I was a regular attendant of the TOREX shows at the Ramada Inn/Primrose hotel at Carlton and Jarvis in downtown Toronto starting in the early 1980's when Jeffrey Hoare Auctions was doing the auctions. She is survived by her husband Dick, and son and daughter, as far as I know.....
Regarding the recent disclosure of thefts from the American Numismatic Association museum, Jan Monroe writes:
The solution to insider theft is to hire people that don't need the money. I suspect that there are enough rich or retired rich folks who would love to work in the ANA or ANS because of their love of numismatics. Age is an advantage in hiring in this case.
Well, they do have (or had at one point) retired volunteers who help catalog. But even the wealthy can be tempted to steal - it was Dr. Sheldon who looted the ANS collection by switching.
Speaking of hiring, the association is looking for (yet another) Executive Director. In the "nobody ever listens to me, but..." department, I feel compelled to write (yet again) what I've written here in the past. Attempts to find some White Knight from outside the organization are misguided. HR consulting firms will naturally cite study after study recommending that someone with experience running a national nonprofit be brought in to lead the ANA. But running the ANA would only be a stepping stone for some career nonprofit manager. What is needed instead is a knowledgeable, hardworking and honest person who has the interests of the hobby and the organization at heart.
For such a person, leading the ANA would be the pinnacle of their career, a capstone of years of service to the hobby.

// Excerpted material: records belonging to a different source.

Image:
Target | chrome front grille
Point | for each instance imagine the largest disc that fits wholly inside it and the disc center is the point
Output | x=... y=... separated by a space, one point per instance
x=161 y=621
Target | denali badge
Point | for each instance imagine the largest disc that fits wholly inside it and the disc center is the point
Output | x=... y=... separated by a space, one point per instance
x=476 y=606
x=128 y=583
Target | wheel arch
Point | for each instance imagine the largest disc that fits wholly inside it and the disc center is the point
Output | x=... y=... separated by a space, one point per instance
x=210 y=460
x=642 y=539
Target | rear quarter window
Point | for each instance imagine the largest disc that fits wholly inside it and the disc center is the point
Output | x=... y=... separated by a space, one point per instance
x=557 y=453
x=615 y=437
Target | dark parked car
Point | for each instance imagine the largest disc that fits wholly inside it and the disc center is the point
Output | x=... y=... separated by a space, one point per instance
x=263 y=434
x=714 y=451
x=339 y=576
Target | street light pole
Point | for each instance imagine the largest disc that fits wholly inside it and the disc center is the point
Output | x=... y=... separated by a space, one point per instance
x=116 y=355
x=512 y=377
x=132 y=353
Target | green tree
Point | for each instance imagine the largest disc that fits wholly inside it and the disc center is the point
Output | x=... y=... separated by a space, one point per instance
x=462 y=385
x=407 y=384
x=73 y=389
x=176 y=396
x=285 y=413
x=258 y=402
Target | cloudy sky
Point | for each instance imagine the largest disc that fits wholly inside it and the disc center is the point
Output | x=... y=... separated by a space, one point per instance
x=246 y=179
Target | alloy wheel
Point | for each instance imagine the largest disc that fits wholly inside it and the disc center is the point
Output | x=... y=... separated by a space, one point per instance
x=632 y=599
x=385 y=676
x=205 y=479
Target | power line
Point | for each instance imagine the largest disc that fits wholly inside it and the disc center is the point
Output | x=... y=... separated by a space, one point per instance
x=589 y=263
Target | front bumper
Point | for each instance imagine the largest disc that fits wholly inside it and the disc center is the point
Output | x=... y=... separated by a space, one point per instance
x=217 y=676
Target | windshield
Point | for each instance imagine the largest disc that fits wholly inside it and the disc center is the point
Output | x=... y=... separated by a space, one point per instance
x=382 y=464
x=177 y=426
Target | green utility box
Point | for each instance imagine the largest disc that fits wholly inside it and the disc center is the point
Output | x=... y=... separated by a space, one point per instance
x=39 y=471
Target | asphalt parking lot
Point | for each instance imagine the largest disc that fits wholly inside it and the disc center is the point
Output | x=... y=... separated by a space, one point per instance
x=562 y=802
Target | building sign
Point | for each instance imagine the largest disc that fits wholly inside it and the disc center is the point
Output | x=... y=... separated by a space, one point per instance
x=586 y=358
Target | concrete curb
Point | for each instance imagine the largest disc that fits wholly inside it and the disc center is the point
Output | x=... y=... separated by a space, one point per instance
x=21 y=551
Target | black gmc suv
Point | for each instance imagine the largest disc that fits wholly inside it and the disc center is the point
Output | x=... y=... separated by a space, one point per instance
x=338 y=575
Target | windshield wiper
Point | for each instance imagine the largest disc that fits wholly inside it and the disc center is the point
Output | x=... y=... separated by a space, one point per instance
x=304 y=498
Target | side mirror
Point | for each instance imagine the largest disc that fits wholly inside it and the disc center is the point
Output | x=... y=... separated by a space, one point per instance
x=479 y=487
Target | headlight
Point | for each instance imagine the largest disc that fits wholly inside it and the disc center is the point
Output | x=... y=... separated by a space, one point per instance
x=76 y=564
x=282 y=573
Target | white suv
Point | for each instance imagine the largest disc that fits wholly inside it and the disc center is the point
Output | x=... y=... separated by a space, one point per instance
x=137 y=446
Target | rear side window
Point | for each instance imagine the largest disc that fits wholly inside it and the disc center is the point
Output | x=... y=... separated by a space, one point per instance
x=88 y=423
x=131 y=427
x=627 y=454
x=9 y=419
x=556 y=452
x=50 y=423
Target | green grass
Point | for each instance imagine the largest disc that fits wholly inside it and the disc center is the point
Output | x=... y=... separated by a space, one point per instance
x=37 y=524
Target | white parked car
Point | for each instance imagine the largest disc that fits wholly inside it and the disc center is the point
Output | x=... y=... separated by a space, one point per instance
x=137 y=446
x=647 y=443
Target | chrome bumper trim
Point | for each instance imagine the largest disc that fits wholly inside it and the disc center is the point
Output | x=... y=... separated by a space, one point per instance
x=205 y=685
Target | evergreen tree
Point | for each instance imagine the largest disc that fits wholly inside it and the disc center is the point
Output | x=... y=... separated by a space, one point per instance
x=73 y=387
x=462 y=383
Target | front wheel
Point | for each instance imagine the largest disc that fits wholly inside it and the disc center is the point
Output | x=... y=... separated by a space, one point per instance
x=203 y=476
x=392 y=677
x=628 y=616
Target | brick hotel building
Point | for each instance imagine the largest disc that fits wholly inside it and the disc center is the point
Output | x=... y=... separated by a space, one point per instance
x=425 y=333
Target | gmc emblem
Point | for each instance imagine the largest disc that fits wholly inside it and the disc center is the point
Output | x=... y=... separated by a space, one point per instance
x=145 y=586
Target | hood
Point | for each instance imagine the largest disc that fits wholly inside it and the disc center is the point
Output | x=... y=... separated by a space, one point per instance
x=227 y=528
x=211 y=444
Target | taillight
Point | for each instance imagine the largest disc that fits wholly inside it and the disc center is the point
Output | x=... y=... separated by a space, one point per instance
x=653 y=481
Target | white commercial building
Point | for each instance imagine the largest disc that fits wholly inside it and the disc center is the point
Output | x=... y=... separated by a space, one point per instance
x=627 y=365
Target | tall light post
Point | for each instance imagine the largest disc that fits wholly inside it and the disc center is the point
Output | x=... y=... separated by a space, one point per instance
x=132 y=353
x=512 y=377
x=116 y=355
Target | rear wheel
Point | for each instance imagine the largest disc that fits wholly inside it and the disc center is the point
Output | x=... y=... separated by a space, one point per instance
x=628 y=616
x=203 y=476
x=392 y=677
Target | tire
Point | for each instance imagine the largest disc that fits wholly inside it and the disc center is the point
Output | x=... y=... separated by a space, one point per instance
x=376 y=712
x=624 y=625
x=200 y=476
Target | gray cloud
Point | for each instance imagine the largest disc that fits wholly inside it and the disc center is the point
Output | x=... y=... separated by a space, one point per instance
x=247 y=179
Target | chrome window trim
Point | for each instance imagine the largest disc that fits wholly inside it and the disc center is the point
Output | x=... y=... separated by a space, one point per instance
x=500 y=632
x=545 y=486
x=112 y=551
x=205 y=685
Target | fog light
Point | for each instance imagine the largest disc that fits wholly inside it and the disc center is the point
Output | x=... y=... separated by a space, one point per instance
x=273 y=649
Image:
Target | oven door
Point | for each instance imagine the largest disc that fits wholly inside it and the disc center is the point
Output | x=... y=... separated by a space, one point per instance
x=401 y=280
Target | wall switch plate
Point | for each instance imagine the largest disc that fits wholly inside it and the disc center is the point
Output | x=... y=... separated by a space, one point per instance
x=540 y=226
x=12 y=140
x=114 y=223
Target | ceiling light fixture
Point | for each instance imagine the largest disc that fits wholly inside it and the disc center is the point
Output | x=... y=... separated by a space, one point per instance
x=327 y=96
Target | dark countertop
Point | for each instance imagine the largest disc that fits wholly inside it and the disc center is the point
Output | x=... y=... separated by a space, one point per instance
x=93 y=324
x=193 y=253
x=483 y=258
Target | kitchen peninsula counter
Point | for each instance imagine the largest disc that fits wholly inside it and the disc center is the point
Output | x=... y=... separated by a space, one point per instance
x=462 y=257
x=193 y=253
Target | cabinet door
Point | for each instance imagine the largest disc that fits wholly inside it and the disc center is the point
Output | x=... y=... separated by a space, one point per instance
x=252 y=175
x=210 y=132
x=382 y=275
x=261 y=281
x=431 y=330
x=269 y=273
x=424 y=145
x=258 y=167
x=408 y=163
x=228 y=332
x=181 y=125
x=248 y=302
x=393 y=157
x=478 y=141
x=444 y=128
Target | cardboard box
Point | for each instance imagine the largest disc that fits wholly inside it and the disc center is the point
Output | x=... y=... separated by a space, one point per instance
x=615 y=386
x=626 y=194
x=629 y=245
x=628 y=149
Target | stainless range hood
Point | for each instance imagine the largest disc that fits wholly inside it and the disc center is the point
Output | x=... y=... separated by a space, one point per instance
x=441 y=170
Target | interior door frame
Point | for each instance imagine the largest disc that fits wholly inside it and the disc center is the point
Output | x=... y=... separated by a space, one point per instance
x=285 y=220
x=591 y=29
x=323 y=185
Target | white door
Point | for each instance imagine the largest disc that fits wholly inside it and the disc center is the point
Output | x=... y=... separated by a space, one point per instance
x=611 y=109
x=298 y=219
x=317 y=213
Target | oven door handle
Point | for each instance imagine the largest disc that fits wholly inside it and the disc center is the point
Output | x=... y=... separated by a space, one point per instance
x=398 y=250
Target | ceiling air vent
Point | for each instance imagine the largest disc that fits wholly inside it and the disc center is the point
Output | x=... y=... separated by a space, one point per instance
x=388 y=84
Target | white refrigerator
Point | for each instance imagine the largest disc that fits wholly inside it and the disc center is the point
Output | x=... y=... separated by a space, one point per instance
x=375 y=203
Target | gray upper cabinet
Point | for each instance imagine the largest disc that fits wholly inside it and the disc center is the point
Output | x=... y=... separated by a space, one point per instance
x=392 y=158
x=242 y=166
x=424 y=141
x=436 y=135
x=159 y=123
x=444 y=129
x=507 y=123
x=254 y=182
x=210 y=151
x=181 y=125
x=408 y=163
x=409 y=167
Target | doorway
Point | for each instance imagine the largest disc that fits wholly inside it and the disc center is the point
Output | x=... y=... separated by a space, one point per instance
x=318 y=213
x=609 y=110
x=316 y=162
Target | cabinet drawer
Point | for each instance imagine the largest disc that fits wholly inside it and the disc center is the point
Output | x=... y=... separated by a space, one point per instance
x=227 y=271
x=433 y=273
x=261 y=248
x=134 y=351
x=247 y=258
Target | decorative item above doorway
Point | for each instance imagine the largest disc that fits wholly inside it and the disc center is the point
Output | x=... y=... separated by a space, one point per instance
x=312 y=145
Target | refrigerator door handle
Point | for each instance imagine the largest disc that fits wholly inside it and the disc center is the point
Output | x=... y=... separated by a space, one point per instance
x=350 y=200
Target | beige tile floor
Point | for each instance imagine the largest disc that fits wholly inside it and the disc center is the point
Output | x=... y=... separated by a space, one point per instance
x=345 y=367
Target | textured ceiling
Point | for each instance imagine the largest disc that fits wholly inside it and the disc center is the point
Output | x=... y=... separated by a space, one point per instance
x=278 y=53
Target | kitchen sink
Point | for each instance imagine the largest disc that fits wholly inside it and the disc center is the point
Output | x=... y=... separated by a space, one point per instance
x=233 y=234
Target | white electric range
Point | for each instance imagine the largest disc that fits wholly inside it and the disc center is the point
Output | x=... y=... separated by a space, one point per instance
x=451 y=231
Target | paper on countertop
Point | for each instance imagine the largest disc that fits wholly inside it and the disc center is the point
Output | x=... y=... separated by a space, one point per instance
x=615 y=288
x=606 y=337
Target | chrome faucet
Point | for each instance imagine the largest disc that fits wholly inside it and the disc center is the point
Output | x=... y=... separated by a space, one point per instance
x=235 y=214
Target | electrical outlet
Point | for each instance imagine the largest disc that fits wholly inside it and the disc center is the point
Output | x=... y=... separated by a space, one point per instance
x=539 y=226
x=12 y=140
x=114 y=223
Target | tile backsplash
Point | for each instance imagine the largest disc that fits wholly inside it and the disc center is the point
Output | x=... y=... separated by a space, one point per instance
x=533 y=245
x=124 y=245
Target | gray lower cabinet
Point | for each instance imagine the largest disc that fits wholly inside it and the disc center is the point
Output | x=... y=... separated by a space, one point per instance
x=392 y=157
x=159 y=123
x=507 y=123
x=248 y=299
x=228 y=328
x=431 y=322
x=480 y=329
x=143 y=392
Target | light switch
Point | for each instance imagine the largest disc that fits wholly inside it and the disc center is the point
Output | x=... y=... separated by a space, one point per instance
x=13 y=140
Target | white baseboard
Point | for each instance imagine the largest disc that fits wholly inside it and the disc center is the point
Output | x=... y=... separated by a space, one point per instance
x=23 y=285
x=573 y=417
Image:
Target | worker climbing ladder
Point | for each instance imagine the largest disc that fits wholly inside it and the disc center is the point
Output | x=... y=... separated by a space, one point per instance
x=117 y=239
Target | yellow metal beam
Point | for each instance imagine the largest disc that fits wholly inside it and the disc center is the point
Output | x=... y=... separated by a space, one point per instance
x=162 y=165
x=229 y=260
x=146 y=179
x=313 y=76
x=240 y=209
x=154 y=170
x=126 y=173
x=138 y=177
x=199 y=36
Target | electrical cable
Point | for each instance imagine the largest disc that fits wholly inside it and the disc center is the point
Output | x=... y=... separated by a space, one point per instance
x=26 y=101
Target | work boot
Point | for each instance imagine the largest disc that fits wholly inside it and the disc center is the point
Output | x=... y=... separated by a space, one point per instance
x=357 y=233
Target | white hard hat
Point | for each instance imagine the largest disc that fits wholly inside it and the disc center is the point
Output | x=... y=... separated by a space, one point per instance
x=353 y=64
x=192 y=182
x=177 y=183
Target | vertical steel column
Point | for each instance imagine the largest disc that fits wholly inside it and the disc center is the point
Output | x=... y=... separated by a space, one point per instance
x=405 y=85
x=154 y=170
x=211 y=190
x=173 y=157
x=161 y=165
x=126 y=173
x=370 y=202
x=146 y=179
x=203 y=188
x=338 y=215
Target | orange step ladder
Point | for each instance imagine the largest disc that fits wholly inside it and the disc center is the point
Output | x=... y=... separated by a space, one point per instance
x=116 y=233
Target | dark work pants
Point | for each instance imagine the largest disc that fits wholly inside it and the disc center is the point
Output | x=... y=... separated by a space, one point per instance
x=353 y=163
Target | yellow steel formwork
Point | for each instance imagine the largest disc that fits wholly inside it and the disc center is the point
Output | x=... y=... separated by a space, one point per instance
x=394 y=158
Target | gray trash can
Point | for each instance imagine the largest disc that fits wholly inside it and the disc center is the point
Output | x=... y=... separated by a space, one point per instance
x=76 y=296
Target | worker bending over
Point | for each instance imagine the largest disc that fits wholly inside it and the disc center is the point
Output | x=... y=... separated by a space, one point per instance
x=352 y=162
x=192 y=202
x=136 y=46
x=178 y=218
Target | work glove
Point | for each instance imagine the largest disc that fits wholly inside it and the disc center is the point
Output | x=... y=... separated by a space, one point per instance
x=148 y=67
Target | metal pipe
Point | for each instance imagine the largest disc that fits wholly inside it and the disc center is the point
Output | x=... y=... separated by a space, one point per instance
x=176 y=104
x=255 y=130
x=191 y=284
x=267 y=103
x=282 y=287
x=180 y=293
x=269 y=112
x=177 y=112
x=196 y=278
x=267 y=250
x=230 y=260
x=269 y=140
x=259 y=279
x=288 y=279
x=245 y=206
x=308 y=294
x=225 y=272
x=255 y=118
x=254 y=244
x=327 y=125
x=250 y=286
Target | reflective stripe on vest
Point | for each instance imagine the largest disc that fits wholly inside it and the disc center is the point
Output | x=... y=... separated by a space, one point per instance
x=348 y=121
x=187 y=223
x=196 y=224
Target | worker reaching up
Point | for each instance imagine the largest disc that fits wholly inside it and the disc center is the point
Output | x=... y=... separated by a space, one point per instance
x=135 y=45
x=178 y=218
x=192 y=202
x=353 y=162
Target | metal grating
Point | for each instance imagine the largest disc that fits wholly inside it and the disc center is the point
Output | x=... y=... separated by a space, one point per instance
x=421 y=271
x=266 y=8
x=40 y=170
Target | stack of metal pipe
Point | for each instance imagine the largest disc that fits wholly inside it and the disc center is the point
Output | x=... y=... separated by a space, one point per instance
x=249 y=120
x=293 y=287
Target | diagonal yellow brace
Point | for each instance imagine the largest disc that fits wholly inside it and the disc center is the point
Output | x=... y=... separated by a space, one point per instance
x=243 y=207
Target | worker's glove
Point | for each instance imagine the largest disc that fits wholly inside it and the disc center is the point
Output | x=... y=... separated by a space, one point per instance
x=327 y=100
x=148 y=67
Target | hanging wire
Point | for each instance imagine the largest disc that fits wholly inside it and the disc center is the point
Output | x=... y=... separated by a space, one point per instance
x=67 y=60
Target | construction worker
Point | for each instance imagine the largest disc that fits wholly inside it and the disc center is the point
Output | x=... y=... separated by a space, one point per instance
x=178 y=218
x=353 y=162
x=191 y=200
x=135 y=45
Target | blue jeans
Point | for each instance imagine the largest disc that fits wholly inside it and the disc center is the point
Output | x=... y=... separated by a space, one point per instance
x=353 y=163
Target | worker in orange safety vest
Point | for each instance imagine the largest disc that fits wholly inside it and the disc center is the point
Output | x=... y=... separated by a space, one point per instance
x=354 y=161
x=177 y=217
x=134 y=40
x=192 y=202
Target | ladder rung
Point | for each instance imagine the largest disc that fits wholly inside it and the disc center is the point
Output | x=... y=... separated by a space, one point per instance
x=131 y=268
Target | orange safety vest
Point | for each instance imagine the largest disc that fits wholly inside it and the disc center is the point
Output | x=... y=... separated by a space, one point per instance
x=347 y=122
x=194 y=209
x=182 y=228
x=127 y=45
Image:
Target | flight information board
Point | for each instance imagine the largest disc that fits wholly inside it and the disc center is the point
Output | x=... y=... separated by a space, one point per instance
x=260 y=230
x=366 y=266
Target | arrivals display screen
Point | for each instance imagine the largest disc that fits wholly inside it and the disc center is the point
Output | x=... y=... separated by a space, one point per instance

With people from other backgrounds the job is at best a waystation and paycheck, and as we have seen, at its worst an opportunity for shysters to suck it dry. The most widely respected ANA leader in memory is Ed Rochette. His background for the job? Editorship of The Numismatist and solid love for the hobby and its people.
Let's hope a sensible decision is made this time around. For something tells me the other shoe hasn't dropped yet. This movie isn't over, and the ending won't be pretty. An honest, respected leader may be the organization's last best hope.
Coin World editor Beth Deisher discussed the theft and ANA's security procedures in the January 18th issue. Of interest to bibliophiles, she also brought up the topic of security for the ANA Library's rare book room. -Editor
"How does one person steal at least 338 rare and historic coins from a museum vault in 73 days? (That's an average of more than four per day, counting weekends and holidays.)
"The question has yet to be answered.
"After the ANA realized that a large number of coins may be missing from its museum collection, it finally (in 2010) allocated the staff time and resources to conduct a full inventory and cataloged the entire collection plus established a current market value for its holdings.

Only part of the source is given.